Pete had this habit of lifting his head upward when he sang. It's an iconic photo of him, chin raised high and urging the audience to sing. That habit put so much pressure on his vocal chords that, as he aged, his voice began to leave him and made it hard for him to sing at all.

I first encountered Pete at the old Grand Union grocery store in Beacon NY. I knew of this neighbor, we all though he was nuts. Anytime there was a thunderstorm this old guy who claimed to be a musician but played the banjo would show up at our school with an ax ... an AX .. and chop up the fallen limbs. After high school a friend invited me to travel to Laredo Texas and try being a DJ on KLAR AM. They gave me the 12-6am time slot, that's where they stick you when you really suck. One night it was time to play an oldies song so I by chance pulled "Turn, Turn, Turn" by The Byrds off the shelf. As it played I looked at the song information and noticed it was written by my crazy neighbor. 

"Ohhhhh," says I. "That's who Pete Seeger is."

Right now there are many misguided efforts to "honor" him. Some want to change the name of the Hudson River to the Seeger River. Pete would rise from the grave and whack those folks over the head with his banjo on that one. Others want to rename a bridge in NYC after him. Same reaction, no doubt. Other are already laying claim to who will carry his torch or who his so called heir-apparent might be. He deserved to own his legacy without others handing it off or even suggesting someone comes close to his passion, music and work. No one does. So let's stop. He deserves better than those with no stage creating a stage by clamoring to rename the Hudson River or a NYC bridge in his "honor." It may be well intentioned but god-awful disgraceful at best. 
 

I'm sure everyone misses Pete and express these ideas with good intentions. If you really want to honor Pete, go sing a free concert in a school. Pick up trash along your neighbors yard. Gather your friends for a front porch sing along. Organize a music festival in a pumpkin patch for a good cause. Volunteer at a homeless shelter and bring your banjo for an after supper sing.

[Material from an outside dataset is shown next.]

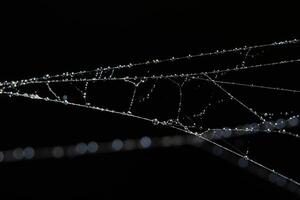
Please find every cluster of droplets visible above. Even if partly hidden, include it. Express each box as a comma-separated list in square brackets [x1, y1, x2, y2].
[0, 40, 300, 195]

My thought: I think his eyes would twinkle to have have a sloop with his name on it, the Pete sailing alongside the Woody on the Hudson River he loved. Or to rename the park in Beacon where the Beacon Sloop Club stands the Pete & Toshi Memorial Gardens. 

One of his greatest regrets as he grew older was not spending enough time during his younger years with his wife. She gave up many of her own dreams and wants to support his. "I was just being a good wife," she would tell me. Not many of those around, I would respond. All of Pete's envelopes were return addressed to "Pete & Toshi Seeger" and he was always thrilled to tell her that some reviewer or artist was including her by name in something.

Gonna miss that fellow. A lot. I just got a note from him two days before he passed ... can you believe that? Pete was so proud he made it to 94, he missed his wife Toshi.